McMicken’s ballad of love lost, “From,” had the crowd swooning and swaying, before turning the Studio into a dance party during “Later.” Finally playing something not from Fate and Shame, they pulled out an oldie-but-goodie in form of We All Belong‘s “The Way The Lazy Do.” As they started the set with the new album’s opener, it was only fitting they’d finish it with it’s closer. “Shame Shame” never really hit me while listening to the studio version, but live was a whole different animal. It was the perfect way to leave the crowd before encore, starting off slow and somber, but eventually finishing out as a full-on rocker.
Going into the encore, I knew we were still yet to hear “My Friend,” and that it would probably close out the show, but it was what else we were to get that left me guessing.
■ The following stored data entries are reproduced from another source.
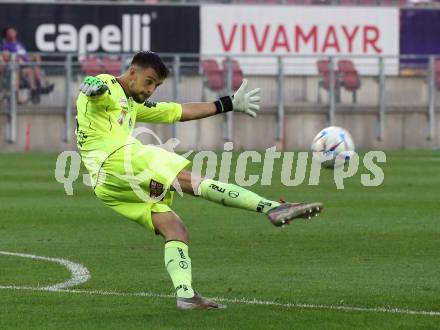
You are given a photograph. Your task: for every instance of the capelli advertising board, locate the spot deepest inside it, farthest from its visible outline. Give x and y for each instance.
(83, 28)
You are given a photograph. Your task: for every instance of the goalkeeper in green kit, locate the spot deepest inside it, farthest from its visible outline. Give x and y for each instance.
(138, 180)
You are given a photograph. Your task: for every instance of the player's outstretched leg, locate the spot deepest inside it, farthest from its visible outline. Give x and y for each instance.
(279, 213)
(178, 262)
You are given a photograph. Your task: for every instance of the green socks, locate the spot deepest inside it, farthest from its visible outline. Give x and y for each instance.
(234, 196)
(178, 265)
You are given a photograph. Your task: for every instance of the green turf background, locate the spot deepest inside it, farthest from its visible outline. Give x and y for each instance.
(373, 247)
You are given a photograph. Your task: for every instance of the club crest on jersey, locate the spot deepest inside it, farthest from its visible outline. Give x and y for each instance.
(124, 104)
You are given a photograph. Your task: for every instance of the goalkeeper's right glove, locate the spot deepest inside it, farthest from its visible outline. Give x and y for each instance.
(241, 101)
(93, 86)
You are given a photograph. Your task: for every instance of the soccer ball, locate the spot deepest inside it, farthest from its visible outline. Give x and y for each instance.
(333, 146)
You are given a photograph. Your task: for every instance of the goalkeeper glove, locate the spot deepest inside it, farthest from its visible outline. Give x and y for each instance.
(93, 86)
(241, 101)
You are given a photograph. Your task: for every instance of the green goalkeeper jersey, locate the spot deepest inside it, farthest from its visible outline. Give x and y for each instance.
(105, 123)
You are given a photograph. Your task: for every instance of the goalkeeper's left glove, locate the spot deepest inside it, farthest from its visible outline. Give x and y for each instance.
(241, 101)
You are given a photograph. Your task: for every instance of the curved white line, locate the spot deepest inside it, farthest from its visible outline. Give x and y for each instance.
(80, 274)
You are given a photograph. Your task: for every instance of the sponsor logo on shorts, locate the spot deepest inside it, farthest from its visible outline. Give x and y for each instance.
(217, 188)
(156, 189)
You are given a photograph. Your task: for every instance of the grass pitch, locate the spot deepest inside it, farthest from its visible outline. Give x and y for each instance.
(373, 247)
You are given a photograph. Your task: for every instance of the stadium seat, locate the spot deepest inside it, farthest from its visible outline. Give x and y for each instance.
(91, 66)
(111, 65)
(213, 75)
(349, 77)
(437, 73)
(237, 73)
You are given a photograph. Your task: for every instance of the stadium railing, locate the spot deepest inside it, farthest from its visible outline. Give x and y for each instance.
(289, 84)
They came back on stage, started clapping to their own beat, and eventually led into my other favorite from Shame, “Jackie Wants A Black Eye.” I was completely satisfied, and could’ve walked out immediately after that, but what kind of fan would miss the last two songs? Unexpectedly, they broke into a cover of Architecture in Helsinki’s “Heart It Races,” which was a lot better than you’d expect Dr. Dog covering AiH to be. Finally, as expected, they finished with a rollicking version of “My Friend” which set us all into the night with a feeling of fulfillment.
Deer Tick were good, Dr. Dog were freaking excellent – I recommend both bands to the fullest extent possible. Hopefully, I’ll get the chance to see them both again in the very near future.